Esto no lo escribió algún disidente resentido y nostálgico o exiliado intelectual pequeñoburgués asalariado del imperio (como suele descalificar la propaganda oficial del gobierno de La Habana y sus seguidores), dentro o fuera de la Isla. Pertenece al famoso alegato de defensa de Fidel Castro ante el tribunal que lo juzgaba hace 57 años por dirigir el sangriento asalto al cuartel Moncada de Santiago de Cuba el 26 de julio de 1953. Un documento que tituló La Historia me Absolverá, que puede consultarse en internet y que ha sido ampliamente divulgado desde entonces, pero evidentemente poco leído a la luz del contexto cubano actual. Esa república que describía Castro entonces había dejado de existir y nunca más volvería. Muchos en ese pueblo que "estaba orgulloso de su amor a la libertad y vivía engreído de que ella sería respetada como cosa sagrada", la hemos visto aplastada sin misericordia y desandamos desde hace medio siglo, dentro y fuera de nuestra Patria, perdida ya la esperanza de recuperarla.

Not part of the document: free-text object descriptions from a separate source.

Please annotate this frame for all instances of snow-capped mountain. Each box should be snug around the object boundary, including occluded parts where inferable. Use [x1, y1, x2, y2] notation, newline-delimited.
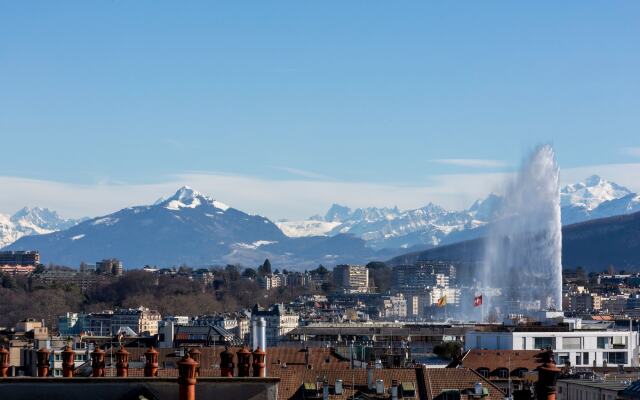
[279, 175, 639, 250]
[0, 207, 83, 248]
[5, 176, 639, 266]
[278, 200, 492, 250]
[7, 187, 377, 268]
[560, 175, 634, 224]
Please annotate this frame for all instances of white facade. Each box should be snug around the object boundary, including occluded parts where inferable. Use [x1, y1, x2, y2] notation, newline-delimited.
[111, 306, 161, 336]
[465, 329, 639, 367]
[382, 294, 407, 319]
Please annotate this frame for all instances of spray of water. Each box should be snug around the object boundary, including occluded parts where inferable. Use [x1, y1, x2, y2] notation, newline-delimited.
[480, 145, 563, 318]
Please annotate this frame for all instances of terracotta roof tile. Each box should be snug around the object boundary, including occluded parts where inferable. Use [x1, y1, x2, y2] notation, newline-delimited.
[423, 368, 505, 400]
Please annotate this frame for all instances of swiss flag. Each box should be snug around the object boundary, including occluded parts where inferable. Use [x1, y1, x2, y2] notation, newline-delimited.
[474, 294, 483, 307]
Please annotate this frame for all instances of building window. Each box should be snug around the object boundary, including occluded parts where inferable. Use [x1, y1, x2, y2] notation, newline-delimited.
[477, 368, 489, 378]
[563, 337, 581, 350]
[514, 368, 528, 378]
[583, 352, 589, 365]
[496, 368, 509, 378]
[604, 352, 627, 364]
[534, 337, 555, 350]
[597, 337, 613, 349]
[476, 336, 481, 349]
[576, 353, 582, 365]
[522, 337, 526, 350]
[556, 353, 570, 366]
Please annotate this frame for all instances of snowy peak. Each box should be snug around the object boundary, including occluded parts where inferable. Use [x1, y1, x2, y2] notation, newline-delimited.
[324, 204, 351, 222]
[561, 175, 632, 211]
[160, 186, 230, 211]
[10, 206, 76, 231]
[0, 207, 83, 248]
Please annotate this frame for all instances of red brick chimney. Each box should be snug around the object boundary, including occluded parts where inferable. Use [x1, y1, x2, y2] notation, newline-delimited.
[115, 347, 129, 377]
[91, 347, 105, 377]
[220, 346, 234, 377]
[252, 347, 266, 377]
[236, 346, 251, 377]
[36, 348, 50, 377]
[144, 347, 159, 377]
[0, 346, 9, 377]
[178, 354, 198, 400]
[61, 345, 75, 378]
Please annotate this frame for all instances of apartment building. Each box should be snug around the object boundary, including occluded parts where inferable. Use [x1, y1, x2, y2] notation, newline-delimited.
[111, 307, 161, 336]
[465, 322, 640, 367]
[333, 264, 369, 293]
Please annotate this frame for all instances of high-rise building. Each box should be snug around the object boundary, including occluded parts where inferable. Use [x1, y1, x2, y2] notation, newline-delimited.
[333, 264, 369, 293]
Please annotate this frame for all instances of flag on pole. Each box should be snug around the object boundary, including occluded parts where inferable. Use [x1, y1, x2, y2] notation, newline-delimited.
[437, 295, 447, 307]
[474, 294, 483, 307]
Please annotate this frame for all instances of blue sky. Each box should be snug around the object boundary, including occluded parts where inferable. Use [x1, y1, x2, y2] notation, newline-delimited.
[1, 2, 639, 219]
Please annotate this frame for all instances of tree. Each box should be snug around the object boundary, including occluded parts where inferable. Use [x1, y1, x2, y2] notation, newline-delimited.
[242, 268, 257, 279]
[1, 274, 16, 289]
[258, 259, 272, 275]
[225, 265, 241, 282]
[433, 341, 463, 360]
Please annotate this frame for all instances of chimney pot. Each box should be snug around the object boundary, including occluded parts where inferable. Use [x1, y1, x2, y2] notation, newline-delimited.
[115, 346, 129, 377]
[252, 346, 266, 377]
[0, 346, 10, 377]
[392, 380, 399, 400]
[220, 346, 235, 377]
[236, 347, 252, 377]
[178, 354, 198, 400]
[188, 348, 201, 377]
[91, 347, 105, 377]
[144, 347, 159, 377]
[61, 345, 75, 378]
[36, 348, 50, 377]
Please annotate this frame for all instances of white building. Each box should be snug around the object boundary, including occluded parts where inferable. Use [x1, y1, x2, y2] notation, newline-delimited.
[111, 306, 161, 336]
[465, 324, 639, 367]
[382, 294, 407, 319]
[251, 304, 299, 346]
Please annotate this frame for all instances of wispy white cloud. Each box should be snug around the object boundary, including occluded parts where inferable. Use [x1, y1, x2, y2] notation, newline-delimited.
[431, 158, 508, 168]
[272, 166, 330, 180]
[1, 163, 639, 221]
[621, 147, 640, 157]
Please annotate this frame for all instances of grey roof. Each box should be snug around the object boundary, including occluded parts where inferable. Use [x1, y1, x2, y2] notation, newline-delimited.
[559, 379, 629, 391]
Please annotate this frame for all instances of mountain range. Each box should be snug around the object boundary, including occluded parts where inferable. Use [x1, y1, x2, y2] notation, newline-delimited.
[2, 175, 640, 269]
[5, 187, 379, 268]
[277, 175, 640, 249]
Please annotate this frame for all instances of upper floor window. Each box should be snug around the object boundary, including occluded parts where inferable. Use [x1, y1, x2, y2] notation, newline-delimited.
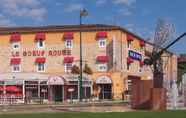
[64, 63, 72, 73]
[37, 40, 45, 48]
[35, 32, 45, 49]
[35, 57, 46, 72]
[127, 34, 134, 48]
[98, 63, 107, 72]
[37, 63, 45, 72]
[12, 64, 21, 72]
[98, 39, 106, 48]
[65, 40, 73, 49]
[12, 42, 20, 50]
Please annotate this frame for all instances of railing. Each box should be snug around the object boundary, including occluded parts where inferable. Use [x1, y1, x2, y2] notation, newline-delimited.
[0, 95, 24, 105]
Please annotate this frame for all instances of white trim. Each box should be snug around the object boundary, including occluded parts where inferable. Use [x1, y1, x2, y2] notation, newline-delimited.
[96, 76, 112, 84]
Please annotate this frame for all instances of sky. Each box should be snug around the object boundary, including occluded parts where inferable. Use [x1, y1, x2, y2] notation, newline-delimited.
[0, 0, 186, 54]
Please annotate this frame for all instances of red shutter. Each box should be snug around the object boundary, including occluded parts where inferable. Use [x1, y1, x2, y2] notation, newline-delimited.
[127, 57, 133, 64]
[35, 32, 46, 41]
[139, 40, 145, 47]
[10, 58, 21, 65]
[96, 32, 107, 38]
[127, 34, 134, 41]
[140, 61, 144, 66]
[96, 56, 109, 63]
[10, 33, 21, 42]
[64, 56, 74, 63]
[63, 32, 74, 40]
[35, 57, 46, 63]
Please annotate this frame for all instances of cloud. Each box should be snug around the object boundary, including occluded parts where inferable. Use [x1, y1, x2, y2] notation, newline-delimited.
[0, 14, 15, 26]
[96, 0, 107, 5]
[64, 3, 84, 12]
[0, 0, 47, 22]
[113, 0, 136, 6]
[118, 8, 133, 16]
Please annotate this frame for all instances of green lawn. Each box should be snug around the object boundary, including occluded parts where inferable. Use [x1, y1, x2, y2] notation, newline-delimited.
[0, 111, 186, 118]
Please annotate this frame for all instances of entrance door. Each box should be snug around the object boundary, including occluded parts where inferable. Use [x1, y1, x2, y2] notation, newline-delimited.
[99, 84, 112, 99]
[53, 85, 63, 102]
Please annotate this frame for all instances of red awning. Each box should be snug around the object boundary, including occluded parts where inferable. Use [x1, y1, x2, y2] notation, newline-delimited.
[139, 61, 144, 66]
[6, 86, 21, 92]
[10, 33, 21, 42]
[96, 56, 109, 63]
[127, 34, 134, 41]
[35, 57, 46, 63]
[35, 32, 46, 41]
[127, 57, 133, 64]
[10, 58, 21, 65]
[64, 56, 74, 63]
[63, 32, 74, 39]
[0, 86, 3, 91]
[139, 40, 145, 47]
[96, 32, 107, 38]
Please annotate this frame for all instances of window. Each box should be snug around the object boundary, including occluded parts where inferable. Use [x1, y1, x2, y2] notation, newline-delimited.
[98, 39, 106, 48]
[12, 64, 21, 72]
[98, 63, 107, 72]
[139, 66, 143, 72]
[37, 40, 45, 48]
[65, 40, 73, 49]
[12, 42, 20, 50]
[37, 63, 45, 72]
[64, 63, 72, 73]
[127, 41, 131, 48]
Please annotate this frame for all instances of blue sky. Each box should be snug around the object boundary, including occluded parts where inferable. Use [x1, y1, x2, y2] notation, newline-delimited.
[0, 0, 186, 54]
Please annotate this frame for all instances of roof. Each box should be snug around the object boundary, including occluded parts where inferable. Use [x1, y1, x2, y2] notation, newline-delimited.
[0, 24, 152, 44]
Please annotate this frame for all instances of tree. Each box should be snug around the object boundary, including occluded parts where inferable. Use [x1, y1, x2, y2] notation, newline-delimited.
[83, 64, 93, 75]
[71, 65, 80, 74]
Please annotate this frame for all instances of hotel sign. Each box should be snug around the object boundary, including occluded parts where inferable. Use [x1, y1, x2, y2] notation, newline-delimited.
[128, 50, 142, 61]
[11, 49, 71, 57]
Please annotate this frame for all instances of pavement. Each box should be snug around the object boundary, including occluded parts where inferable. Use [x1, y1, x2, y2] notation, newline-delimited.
[0, 101, 133, 114]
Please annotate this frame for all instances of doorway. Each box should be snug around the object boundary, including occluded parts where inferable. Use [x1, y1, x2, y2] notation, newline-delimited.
[98, 84, 112, 100]
[52, 85, 63, 102]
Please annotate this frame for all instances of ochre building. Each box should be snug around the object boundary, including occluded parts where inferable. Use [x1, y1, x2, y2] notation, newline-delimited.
[0, 24, 177, 103]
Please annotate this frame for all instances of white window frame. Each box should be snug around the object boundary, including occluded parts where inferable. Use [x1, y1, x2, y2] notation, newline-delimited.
[65, 40, 73, 49]
[37, 63, 45, 72]
[98, 63, 107, 72]
[12, 64, 21, 72]
[12, 42, 20, 50]
[98, 38, 106, 48]
[37, 40, 45, 49]
[64, 63, 72, 73]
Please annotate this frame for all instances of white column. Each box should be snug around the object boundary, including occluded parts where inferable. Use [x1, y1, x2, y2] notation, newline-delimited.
[23, 80, 25, 102]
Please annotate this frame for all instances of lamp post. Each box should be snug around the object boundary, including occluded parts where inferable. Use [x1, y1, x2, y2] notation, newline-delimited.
[79, 9, 88, 102]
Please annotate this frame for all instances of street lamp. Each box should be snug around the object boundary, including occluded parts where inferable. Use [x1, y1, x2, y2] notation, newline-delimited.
[79, 9, 88, 102]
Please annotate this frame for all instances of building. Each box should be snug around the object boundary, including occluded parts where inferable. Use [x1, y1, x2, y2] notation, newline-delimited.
[0, 24, 177, 104]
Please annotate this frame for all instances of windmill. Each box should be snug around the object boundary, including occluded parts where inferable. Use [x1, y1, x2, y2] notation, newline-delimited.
[144, 18, 175, 88]
[144, 19, 186, 88]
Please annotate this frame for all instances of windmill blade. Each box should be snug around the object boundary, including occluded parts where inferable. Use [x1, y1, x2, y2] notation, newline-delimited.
[153, 18, 175, 53]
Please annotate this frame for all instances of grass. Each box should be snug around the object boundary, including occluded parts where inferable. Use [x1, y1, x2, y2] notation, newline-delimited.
[0, 111, 186, 118]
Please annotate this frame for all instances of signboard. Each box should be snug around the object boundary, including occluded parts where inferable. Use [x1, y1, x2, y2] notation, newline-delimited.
[47, 76, 65, 85]
[68, 88, 74, 92]
[96, 76, 112, 84]
[128, 50, 142, 61]
[11, 49, 71, 57]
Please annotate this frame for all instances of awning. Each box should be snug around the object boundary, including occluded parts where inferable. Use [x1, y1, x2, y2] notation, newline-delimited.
[96, 56, 109, 63]
[10, 58, 21, 65]
[48, 76, 65, 85]
[64, 56, 74, 63]
[127, 34, 134, 41]
[6, 86, 21, 92]
[139, 40, 145, 47]
[35, 57, 46, 63]
[35, 32, 46, 41]
[96, 31, 107, 38]
[127, 57, 133, 64]
[96, 76, 112, 84]
[0, 86, 3, 91]
[10, 33, 21, 42]
[63, 32, 74, 40]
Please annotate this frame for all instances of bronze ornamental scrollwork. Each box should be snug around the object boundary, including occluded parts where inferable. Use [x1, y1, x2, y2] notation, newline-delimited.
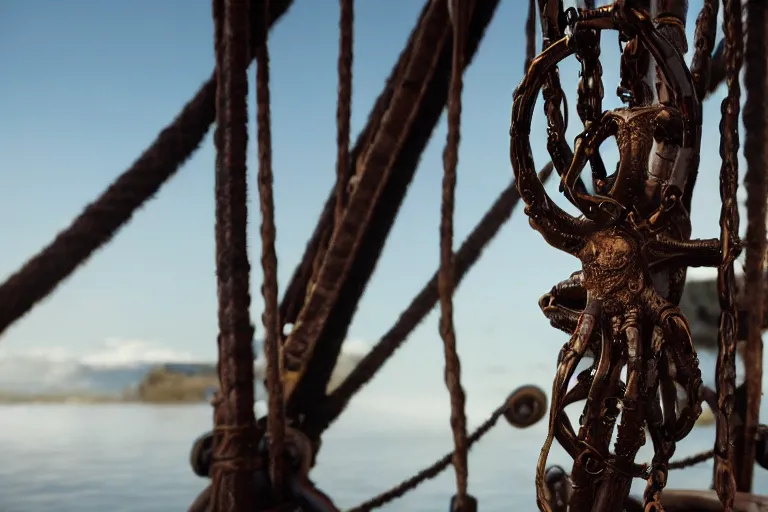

El 1 de enero de 1959, mientras veíamos pasar derrotados y desmoralizados a los soldados del ejército de Batista en largas filas a la entrada de Santiago de Cuba, entregando cascos, balas y fusiles sin oponer ninguna resistencia a la población que contemplaba y celebraba su humillación, teníamos la seguridad de que, por fin, aquella república que alguna vez tuvimos, y por la que se había luchado durante tres largos y sangrientos años, sería una realidad. Los muchachos de mi barrio, compañeros de colegio, con nuestros doce o quince años de edad, desde luego que no pensábamos en ello, sino en la fiesta que para todos era el fin de aquella guerra civil que obligó a nuestras familias a desarrollar una cultura del miedo muy arraigada y que nos hizo vivir a muchos santiagueros en una suerte de gueto.
El 6 de enero de ese año, ya instaurado el régimen revolucionario, las calles del centro comercial de la ciudad estaban desbordadas de familias enteras, de todas las clases sociales. Era un Día de Reyes diferente, en el que encontraron una vía de desfogue sentimientos y deseos por mucho tiempo contenidos. En medio de tanto bullicio, mi madre y yo vimos algunos hechos que arrojaron sombras a tanta alegría colectiva. Aquí y allá, de momento un grupo se arrojaba sobre alguien y había gritos de repudio e insultos gruesos, y a la persona en cuestión se la llevaban en medio de golpes y gritos. Se decía que eran colaboradores y miembros connotados del régimen de Batista, tal vez asesinos o torturadores. Pero la sensación de plenitud que entonces experimentábamos, aquella irresponsable borrachera de júbilo, no nos permitía ver más lejos.
Pronto los medios de comunicación comenzaron a dar a conocer lo que sucedía. Muchas de esas personas, capturadas por el pueblo y las improvisadas milicias revolucionarias, luego de juicios sumarísimos cuya legitimidad dejaba mucho que desear, fueron en el mejor de los casos a expiar largas condenas de cárcel o terminar sus vidas frente a un pelotón de fusilamiento. El 10 de enero de 1959, 72 oficiales y soldados del Cuartel Moncada en Santiago de Cuba fueron fusilados por orden de Raúl Castro. El tribunal que los condenó a muerte estuvo presidido por el comandante Manuel Piñeiro, el famoso "Barba Roja", quien por muchos años fue el enlace del régimen castrista con los movimientos armados que recibieron su apoyo y que proliferaron por todo el continente, y cuyos rezagos letales aún hoy sobreviven en Colombia.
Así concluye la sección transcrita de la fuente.